Obiezione 1: Sembra che questo sacramento debba essere dato in ogni genere di malattia. Infatti nessun genere di malattia è determinato nel quinto capitolo di Giacomo dove questo sacramento ci viene consegnato. Pertanto questo sacramento dovrebbe essere dato in tutti i generi di malattia.
Obiezione 2: Inoltre, più un rimedio è eccellente, più generalmente dovrebbe essere disponibile. Ora questo sacramento è più eccellente della medicina corporale.

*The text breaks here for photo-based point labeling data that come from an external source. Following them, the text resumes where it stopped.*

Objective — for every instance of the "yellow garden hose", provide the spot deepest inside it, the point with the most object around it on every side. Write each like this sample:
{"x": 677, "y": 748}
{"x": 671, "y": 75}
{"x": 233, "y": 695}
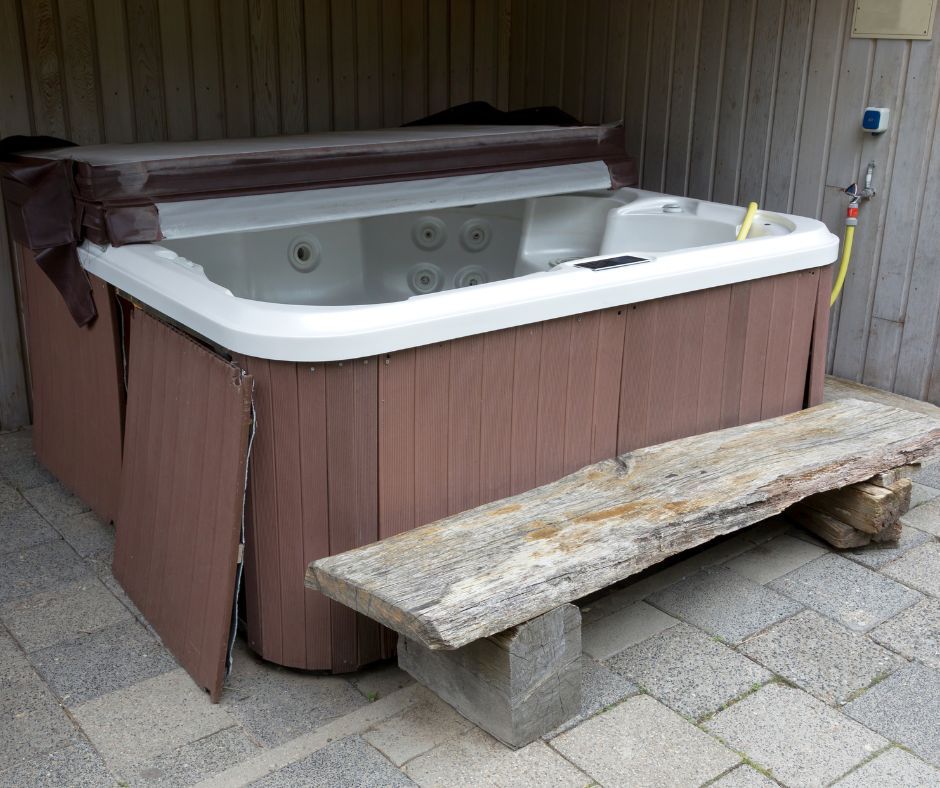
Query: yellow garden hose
{"x": 748, "y": 220}
{"x": 844, "y": 264}
{"x": 851, "y": 220}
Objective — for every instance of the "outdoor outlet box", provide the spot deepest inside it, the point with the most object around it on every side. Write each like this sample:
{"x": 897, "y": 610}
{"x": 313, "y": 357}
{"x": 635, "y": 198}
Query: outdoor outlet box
{"x": 875, "y": 119}
{"x": 894, "y": 19}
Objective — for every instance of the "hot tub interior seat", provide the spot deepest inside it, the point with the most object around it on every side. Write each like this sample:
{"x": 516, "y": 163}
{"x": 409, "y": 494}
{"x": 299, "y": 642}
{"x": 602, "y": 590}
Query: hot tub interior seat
{"x": 394, "y": 257}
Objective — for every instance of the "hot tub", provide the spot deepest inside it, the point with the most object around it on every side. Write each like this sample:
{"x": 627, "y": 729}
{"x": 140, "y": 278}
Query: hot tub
{"x": 422, "y": 346}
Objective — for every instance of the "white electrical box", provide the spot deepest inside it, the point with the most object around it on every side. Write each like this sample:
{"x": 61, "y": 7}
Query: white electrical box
{"x": 875, "y": 119}
{"x": 894, "y": 19}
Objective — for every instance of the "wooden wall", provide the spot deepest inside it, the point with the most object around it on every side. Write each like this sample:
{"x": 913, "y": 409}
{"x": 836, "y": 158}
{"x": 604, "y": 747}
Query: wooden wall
{"x": 728, "y": 99}
{"x": 136, "y": 70}
{"x": 739, "y": 100}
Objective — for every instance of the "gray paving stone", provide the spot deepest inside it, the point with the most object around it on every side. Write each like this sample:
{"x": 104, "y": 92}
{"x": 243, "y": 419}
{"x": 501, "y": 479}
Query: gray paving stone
{"x": 195, "y": 761}
{"x": 743, "y": 776}
{"x": 276, "y": 704}
{"x": 10, "y": 500}
{"x": 821, "y": 656}
{"x": 76, "y": 765}
{"x": 31, "y": 720}
{"x": 925, "y": 517}
{"x": 798, "y": 738}
{"x": 875, "y": 555}
{"x": 24, "y": 471}
{"x": 347, "y": 762}
{"x": 600, "y": 688}
{"x": 109, "y": 659}
{"x": 841, "y": 589}
{"x": 477, "y": 759}
{"x": 88, "y": 534}
{"x": 623, "y": 628}
{"x": 905, "y": 707}
{"x": 921, "y": 493}
{"x": 915, "y": 632}
{"x": 23, "y": 528}
{"x": 724, "y": 603}
{"x": 39, "y": 568}
{"x": 416, "y": 730}
{"x": 642, "y": 743}
{"x": 136, "y": 724}
{"x": 894, "y": 767}
{"x": 918, "y": 568}
{"x": 54, "y": 502}
{"x": 379, "y": 681}
{"x": 771, "y": 559}
{"x": 688, "y": 671}
{"x": 50, "y": 617}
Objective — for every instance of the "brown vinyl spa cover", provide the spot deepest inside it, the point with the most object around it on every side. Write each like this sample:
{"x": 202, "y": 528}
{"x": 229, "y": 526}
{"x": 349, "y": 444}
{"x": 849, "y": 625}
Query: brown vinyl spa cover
{"x": 122, "y": 194}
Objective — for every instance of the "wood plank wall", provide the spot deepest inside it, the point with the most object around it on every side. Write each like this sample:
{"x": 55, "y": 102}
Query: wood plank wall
{"x": 138, "y": 70}
{"x": 739, "y": 100}
{"x": 729, "y": 99}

Poiché dunque la medicina corporale viene data a ogni sorta di malati, sembra che questo sacramento debba essere dato allo stesso modo a tutti.
In contrario, Questo sacramento è chiamato da tutti Estrema Unzione. Ora non è ogni malattia che porta l'uomo all'estremità della sua vita, poiché alcuni disturbi prolungano la vita, secondo il Filosofo (De Long. et Brev. Vitae i). Pertanto questo sacramento non dovrebbe essere dato in ogni caso di malattia.
Rispondo che, Questo sacramento è l'ultimo rimedio che la Chiesa può dare, poiché è una preparazione immediata alla gloria. Pertanto deve essere dato solo a coloro che sono così malati da essere in stato di partenza da questa vita, essendo la loro malattia di tale natura da causare la morte, il cui pericolo è da temere.
Risposta all'obiezione 1: Qualsiasi malattia può causare la morte, se aggravata. Quindi, se consideriamo i diversi generi di malattia, non ce n'è nessuno in cui questo sacramento non possa essere dato; e per questo motivo l'Apostolo non ne determina uno particolare. Ma se consideriamo il grado e lo stadio del male, questo sacramento non dovrebbe essere dato a ogni persona malata.
Risposta all'obiezione 2: L'effetto principale della medicina corporale è la salute corporea, che manca a tutti i malati, qualunque sia lo stadio della loro malattia. Ma l'effetto principale di questo sacramento è quell'immunità dal disordine che è necessaria a coloro che stanno prendendo congedo da questa vita e si avviano verso la vita di gloria. Quindi il paragone non regge.